Jack Grealish se joint au débat sur les aides en disant à Gabby Agbonlahor que créer peut être plus difficile que de marquer des buts comme le soutiennent Michael Owen, Cesc Fabregas et Rio Ferdinand.

Le capitaine d’Aston Villa, Jack Grealish, n’était pas d’accord avec l’affirmation de Gabriel Agbonlahor sur talkSPORT selon laquelle les “ simples ” passes ne devraient pas compter.
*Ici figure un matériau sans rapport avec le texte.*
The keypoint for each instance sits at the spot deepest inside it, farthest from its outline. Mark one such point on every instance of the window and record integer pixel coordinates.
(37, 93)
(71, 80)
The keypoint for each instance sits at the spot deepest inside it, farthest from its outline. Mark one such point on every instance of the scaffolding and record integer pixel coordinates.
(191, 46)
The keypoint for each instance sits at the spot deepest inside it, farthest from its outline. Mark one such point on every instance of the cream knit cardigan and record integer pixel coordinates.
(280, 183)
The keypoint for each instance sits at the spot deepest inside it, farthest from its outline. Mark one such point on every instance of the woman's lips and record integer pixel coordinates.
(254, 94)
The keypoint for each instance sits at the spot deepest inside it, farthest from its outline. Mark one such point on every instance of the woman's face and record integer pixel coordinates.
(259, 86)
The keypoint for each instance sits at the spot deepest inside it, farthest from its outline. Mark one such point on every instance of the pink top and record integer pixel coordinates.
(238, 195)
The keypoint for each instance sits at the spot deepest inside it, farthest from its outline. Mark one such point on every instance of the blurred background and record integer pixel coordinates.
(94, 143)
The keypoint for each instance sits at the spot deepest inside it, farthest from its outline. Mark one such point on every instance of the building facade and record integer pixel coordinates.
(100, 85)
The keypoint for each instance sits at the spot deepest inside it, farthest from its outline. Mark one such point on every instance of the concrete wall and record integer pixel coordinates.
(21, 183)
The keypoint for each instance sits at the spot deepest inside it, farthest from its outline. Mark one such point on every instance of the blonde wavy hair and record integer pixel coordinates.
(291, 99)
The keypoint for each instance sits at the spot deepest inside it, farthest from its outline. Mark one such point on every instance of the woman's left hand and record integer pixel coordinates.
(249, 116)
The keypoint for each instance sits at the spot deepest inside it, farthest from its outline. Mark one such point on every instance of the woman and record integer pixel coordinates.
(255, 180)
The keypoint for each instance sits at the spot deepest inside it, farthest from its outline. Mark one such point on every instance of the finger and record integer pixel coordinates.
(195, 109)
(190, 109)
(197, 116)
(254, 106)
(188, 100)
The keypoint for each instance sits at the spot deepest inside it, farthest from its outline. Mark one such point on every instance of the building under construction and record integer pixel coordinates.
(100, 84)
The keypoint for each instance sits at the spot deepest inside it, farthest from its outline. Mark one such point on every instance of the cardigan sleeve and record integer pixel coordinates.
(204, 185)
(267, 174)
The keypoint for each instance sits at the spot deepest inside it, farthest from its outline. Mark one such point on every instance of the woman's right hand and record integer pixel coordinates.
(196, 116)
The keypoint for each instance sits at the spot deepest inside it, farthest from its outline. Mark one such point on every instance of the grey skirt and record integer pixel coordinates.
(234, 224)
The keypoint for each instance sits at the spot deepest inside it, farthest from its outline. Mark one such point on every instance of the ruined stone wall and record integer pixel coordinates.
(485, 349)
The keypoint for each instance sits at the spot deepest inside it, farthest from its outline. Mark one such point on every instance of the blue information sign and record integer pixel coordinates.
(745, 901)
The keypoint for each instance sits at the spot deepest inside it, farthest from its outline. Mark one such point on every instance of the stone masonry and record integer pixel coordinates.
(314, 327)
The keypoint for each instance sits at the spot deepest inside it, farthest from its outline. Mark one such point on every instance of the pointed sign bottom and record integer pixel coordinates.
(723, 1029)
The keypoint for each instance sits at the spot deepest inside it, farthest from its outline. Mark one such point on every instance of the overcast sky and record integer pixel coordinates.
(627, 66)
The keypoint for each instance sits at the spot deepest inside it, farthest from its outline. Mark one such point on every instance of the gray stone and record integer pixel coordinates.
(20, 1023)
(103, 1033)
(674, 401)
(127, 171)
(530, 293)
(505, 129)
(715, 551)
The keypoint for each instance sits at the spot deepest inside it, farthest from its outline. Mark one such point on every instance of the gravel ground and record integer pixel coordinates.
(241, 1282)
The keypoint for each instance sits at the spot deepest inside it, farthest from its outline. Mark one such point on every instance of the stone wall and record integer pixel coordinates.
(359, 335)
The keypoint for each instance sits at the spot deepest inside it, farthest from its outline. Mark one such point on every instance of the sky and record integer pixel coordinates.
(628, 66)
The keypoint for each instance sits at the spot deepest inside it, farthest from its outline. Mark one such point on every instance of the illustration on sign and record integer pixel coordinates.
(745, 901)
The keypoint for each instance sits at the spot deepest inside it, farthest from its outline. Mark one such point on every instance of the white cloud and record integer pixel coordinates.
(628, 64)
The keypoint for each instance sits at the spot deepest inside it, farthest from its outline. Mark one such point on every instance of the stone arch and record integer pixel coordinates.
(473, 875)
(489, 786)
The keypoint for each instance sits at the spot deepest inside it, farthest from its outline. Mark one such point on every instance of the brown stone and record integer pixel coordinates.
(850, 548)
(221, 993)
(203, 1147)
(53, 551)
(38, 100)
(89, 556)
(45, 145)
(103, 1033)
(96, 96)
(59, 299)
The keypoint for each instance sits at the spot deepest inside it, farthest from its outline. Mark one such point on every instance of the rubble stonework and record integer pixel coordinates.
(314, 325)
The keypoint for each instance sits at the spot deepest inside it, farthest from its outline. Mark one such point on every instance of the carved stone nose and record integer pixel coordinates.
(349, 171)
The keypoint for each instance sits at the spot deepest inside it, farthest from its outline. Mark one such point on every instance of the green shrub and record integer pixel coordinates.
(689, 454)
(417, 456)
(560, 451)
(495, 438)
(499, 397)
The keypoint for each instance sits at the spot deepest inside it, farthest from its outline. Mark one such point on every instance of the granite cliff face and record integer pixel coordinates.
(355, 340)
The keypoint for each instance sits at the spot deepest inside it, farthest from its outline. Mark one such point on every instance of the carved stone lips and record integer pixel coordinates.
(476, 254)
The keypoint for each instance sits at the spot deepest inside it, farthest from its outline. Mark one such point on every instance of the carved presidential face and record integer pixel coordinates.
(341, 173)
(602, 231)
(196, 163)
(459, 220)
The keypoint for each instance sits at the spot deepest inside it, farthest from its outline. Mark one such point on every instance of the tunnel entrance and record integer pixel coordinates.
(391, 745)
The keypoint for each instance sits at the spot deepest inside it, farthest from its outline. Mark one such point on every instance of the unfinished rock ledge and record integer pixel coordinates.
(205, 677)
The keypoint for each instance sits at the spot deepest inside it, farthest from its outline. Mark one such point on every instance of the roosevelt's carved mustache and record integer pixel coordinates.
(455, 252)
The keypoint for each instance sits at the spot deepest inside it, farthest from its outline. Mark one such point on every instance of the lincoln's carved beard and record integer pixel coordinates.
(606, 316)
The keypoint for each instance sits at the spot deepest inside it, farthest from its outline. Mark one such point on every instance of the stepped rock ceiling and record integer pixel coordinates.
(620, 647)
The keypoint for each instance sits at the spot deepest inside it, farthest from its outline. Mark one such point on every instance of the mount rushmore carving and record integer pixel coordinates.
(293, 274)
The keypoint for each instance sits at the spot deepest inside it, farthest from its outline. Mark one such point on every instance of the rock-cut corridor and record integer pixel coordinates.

Pierre-Emerick Aubameyang a préparé Emile Smith Rowe pour le but décisif d’Arsenal lors de la victoire 1-0 à Chelsea mercredi et Agbonlahor est catégorique qu’il n’aurait pas dû être ajouté à un décompte d’aide.

.

Grealish a pesé sur le débat sur les aides qui a été lancé par un trio d’ex-pros

L’attaquant d’Arsenal a affronté son coéquipier de la ligne par ligne pour un simple clic alors que l’équipe de Mikel Arteta remportait une victoire improbable à Stamford Bridge.

Agbonlahor a déclaré que la manière dont les aides sont enregistrées est “ absurde ”

“Lorsque vous êtes dans la surface et que vous l’avez détachée de votre genou, puis qu’un attaquant le range, vous obtenez une aide parce que vous l’avez touchée en dernier”, a-t-il déclaré à talkSPORT Breakfast.

«C’est un non-sens absolu, je pense que si vous faites une passe mondaine, c’est une passe décisive. Si vous dépassez deux ou trois joueurs sur une bonne manche et que vous le mettez sur une assiette pour quelqu’un, c’est une passe décisive.

«Si vous faites une passe de cinq mètres, vous ne pouvez pas appeler cela une passe décisive, je ne l’ai pas du tout.

Agbonlahor a fait une grosse réclamation sur talkSPORT plus tôt cette semaine

Agbonlahor a fait une grosse réclamation sur talkSPORT plus tôt cette semaine

«Je dis que si vous dépassez un joueur avec un peu d’habileté et que vous prenez des joueurs et que vous l’avez mis sur une plaque pour un attaquant, c’est une passe décisive.

«Un ballon du monde – un centre typique de Kevin De Bruyne ou un ballon de Cesc Fabregas – alors vous obtenez une passe décisive.

«Vous ne pouvez pas vous faire passer le ballon et le jouer à cinq mètres au gars qui le tape.

«Pierre-Emerick Aubameyang, ce n’est pas une passe décisive pour moi.

«Pour le but de Smith Rowe, je ne l’ai pas, tout ce qu’il a fait, c’est le passer. C’est une passe décisive mais je ne compte pas sur son score, je ne l’ai pas.

NOUVELLES

Deux arrêtés lors d’une manifestation à Old Trafford, Keane claque United, Klopp minimise Mane snub

protestations

Le bus de Liverpool a eu des pneus coupés tandis que Solskjaer dit que les manifestations ont affecté Man United

DISGRACIÉ

“ Derby a essayé de l’intimider ” – les hôtes de talkSPORT s’affrontent sur le règlement de 2,3 millions de livres sterling de Keogh

MINTED

McGregor bat Messi et Ronaldo pour être nommé athlète le plus riche du monde par Forbes

changements

À quoi pourrait ressembler Arsenal avec de nouvelles signatures, y compris un adolescent recherché et moins de grands noms

doit partir

La brillante démonstration d’Alexander-Arnold contre Man United renforce les espoirs d’une place à l’euro

«C’est la seule passe qu’il aurait pu jouer là-bas, s’il dépassait quelques joueurs et le mettait sur une plaque pour Smith Rowe, alors assez bien.

Grealish, qui compte 12 passes décisives à son actif et est le principal créateur de chance de Dean Smith ce trimestre, s’est ensuite tourné vers Twitter pour défier son ancien coéquipier et le buteur du record de Villa en Premier League.

Le meneur de jeu anglais a fait valoir que, parfois, créer un but pour un autre joueur est plus difficile que d’en marquer un.

Il a écrit: «Gabby, allez! Créer l’objectif peut parfois être plus difficile que de marquer! »

Le débat a été déclenché par Michael Owen, qui a affirmé que marquer des buts était le travail le plus difficile du football.

L’ancien milieu de terrain d’Arsenal et de Chelsea Cesc Fabregas n’était pas d’accord et a exhorté l’icône de Liverpool à ne pas “ sous-estimer ” la présence d’esprit nécessaire pour choisir les passes.

Le légendaire défenseur de Manchester United, Rio Ferdinand, a également pesé en plaisantant sur le débat, affirmant que l’art de défendre était le travail le plus important.